Exit the narrow section of bridleway through a kissing gate with a notice asking that you keep dogs on a lead. Please respect this sign as the field is often used for cattle. Follow the path across the field as indicated. There are a number of benches which give you the opportunity to stop and enjoy the view which opens up down the valley towards Nettleden. As you follow the track down the field the boundary of Ashridge Management College is to your left. There are many beautiful mature trees within this boundary and through them you will also get glimpse of the house itself. There are also a number of tree boxes in this area of the park. The boxes protect young trees from deer and livestock and have been installed as part of an ongoing project to re-establish the historical parkland planting. At the far side of the field pass through a gate into another open field ahead and continue forwards around the contour into Golden Valley following a bridleway sign.

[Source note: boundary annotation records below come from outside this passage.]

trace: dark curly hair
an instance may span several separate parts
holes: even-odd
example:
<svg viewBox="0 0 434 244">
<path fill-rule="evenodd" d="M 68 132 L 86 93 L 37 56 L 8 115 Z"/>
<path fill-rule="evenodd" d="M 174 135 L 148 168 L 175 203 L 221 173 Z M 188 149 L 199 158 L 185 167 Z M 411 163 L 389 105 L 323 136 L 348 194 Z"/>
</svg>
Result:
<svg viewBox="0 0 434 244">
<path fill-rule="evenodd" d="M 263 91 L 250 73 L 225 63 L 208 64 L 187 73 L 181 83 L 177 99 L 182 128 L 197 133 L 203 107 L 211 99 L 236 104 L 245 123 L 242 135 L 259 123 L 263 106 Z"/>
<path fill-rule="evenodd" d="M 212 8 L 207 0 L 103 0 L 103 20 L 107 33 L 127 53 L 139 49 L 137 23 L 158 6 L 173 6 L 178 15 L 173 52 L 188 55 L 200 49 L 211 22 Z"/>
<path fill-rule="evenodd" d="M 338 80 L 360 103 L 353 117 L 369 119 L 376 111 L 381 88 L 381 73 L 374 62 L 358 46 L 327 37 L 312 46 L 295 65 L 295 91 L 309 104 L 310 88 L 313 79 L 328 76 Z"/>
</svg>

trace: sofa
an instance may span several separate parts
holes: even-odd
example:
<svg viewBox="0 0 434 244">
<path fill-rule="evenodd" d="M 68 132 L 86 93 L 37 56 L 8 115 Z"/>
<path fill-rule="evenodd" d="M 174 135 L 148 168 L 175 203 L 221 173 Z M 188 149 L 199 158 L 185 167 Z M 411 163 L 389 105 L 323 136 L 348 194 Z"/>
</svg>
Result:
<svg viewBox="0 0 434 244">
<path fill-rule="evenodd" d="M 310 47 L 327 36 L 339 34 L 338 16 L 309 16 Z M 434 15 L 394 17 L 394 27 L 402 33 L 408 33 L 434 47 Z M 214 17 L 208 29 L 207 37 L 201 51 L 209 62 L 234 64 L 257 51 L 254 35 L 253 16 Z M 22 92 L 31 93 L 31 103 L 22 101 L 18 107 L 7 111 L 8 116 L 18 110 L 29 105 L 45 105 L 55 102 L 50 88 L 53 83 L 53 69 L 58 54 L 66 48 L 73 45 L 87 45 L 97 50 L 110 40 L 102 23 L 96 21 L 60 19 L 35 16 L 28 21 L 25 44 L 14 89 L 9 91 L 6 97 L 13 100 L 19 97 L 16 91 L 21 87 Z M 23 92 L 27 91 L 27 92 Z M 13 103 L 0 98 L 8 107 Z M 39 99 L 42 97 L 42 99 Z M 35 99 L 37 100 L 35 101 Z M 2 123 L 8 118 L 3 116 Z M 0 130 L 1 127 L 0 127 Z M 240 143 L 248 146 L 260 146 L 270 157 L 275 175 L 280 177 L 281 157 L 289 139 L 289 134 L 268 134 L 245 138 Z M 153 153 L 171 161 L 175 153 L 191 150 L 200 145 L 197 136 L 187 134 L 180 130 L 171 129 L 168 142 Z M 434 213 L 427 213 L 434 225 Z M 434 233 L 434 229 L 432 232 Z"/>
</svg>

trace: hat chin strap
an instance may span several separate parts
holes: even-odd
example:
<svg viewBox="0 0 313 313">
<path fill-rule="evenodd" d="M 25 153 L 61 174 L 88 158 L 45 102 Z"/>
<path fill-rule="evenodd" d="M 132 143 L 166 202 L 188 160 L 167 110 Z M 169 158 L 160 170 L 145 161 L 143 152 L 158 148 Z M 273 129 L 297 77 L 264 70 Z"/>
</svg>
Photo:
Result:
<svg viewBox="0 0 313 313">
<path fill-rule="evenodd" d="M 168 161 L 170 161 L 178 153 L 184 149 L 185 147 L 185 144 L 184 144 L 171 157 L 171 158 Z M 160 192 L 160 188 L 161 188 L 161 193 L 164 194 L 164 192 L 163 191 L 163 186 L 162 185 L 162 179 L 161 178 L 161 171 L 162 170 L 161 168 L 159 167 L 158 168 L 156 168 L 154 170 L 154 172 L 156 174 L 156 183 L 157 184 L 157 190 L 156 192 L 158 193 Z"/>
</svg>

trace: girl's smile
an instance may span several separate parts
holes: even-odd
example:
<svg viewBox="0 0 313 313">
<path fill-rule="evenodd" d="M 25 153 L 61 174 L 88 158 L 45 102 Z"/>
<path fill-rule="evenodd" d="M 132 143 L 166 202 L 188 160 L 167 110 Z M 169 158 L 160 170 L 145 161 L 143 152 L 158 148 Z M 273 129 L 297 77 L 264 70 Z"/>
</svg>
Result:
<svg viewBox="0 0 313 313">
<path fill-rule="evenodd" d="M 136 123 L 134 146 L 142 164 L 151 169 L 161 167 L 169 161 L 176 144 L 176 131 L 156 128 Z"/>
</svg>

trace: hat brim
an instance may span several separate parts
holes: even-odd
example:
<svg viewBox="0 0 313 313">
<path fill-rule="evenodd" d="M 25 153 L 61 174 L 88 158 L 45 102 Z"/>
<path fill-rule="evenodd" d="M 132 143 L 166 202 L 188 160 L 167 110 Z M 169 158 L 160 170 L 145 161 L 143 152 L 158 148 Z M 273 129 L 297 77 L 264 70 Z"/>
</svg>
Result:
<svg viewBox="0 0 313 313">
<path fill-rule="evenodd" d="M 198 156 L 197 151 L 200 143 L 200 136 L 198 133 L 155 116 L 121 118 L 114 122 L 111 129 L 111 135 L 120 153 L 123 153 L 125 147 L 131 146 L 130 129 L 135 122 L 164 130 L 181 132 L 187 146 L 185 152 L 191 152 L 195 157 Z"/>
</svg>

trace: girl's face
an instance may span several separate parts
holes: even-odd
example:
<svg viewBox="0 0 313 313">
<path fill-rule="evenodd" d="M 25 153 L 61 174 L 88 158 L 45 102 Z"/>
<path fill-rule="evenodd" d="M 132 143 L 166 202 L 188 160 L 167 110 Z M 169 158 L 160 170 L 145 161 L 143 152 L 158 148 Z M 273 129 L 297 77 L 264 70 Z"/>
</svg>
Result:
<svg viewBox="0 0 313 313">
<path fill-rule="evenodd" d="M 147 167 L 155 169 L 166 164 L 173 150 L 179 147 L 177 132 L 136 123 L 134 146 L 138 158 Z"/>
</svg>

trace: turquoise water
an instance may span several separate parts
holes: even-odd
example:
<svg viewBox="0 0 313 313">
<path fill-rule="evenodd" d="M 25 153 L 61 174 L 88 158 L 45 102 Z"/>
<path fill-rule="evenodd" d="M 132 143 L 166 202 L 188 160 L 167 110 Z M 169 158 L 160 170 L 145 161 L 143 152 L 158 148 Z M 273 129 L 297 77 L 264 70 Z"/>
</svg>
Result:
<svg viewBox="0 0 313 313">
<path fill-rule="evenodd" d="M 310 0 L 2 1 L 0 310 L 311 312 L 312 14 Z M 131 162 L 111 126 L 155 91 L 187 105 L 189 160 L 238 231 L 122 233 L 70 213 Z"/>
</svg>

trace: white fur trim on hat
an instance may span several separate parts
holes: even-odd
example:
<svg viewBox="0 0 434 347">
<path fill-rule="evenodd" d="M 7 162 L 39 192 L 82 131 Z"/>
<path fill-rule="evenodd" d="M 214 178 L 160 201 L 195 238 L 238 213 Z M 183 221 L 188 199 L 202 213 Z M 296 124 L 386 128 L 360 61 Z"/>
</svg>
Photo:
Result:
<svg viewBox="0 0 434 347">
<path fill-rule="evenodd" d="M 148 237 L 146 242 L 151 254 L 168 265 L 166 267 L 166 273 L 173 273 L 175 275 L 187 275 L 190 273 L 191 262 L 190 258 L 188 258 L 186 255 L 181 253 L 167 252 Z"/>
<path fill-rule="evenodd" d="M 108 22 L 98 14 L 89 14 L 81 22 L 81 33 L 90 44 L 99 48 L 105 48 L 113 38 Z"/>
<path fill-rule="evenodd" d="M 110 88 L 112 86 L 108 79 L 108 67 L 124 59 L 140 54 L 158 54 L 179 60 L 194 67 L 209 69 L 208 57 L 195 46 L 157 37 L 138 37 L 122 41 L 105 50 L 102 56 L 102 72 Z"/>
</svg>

Cross over a track which crosses the valley right to left following the valley itself. Golden Valley was constructed by Capability Brown in the 18th Century following a fashion for naturalistic landscape design which favoured vistas and open parkland. The valley has been shaped by removing trees from the base and sides of the valley and opening up sections higher up the slopes to allow glimpses of Ashridge House. Continue to follow the valley as it winds upwards until you come to a tarmac road.
Cross the road by the Ashridge estate boundary trail sign. Follow the worn track directly ahead of you slightly up hill. There is a bridleway sign hidden in the grass to the top and right of this little path. You should now have an open field in front of you, and a golf green below and to your right. Turn left and skirt the edge of the field.
When you get to the top corner of the field the path arrives at the edge of the great lawn which is riddled with golf flags. Here enjoy the view of the college. You will notice a track coming in from your left. Consider this as a T-junction with the path from the left crossing in front of you. Turn right and skirt the edge of the great lawn towards a small stand of trees. Skirt the edge of this stand keeping the trees to your right moving away from the house. Continue to follow the path as it opens up on both sides, bearing slightly left and into a stand of impressive ancient sweet chestnuts. Pass through this stand and you will see the iron fence of the golf course. Follow the line of the fence to your left. You will come to a sign directing you towards the National Trust’s visitor centre and Bridgewater monument. Follow this sign.
Turn Left onto Princes Riding and walk towards the monument that you can see in the distance. Don’t forget to look behind you as you will see Ashridge House framed by autumn colours behind you. You will need to cross two roads, taking care to look for traffic, before returning to the National Trust visitor centre.
End: Ashridge Estate Visitor Centre
- Trail: Walking
- Grade: Moderate
- Distance: 9.5 km
- Time: 3 hrs
Mainly well trodden footpaths and surfaced tracks but some sections are across uneven fields.
- How to get here:
By road the visitor centre is located off the B4506 between Berkhamsted and Dagnall
Toilets and cafe can be found at the National Trust visitor centre.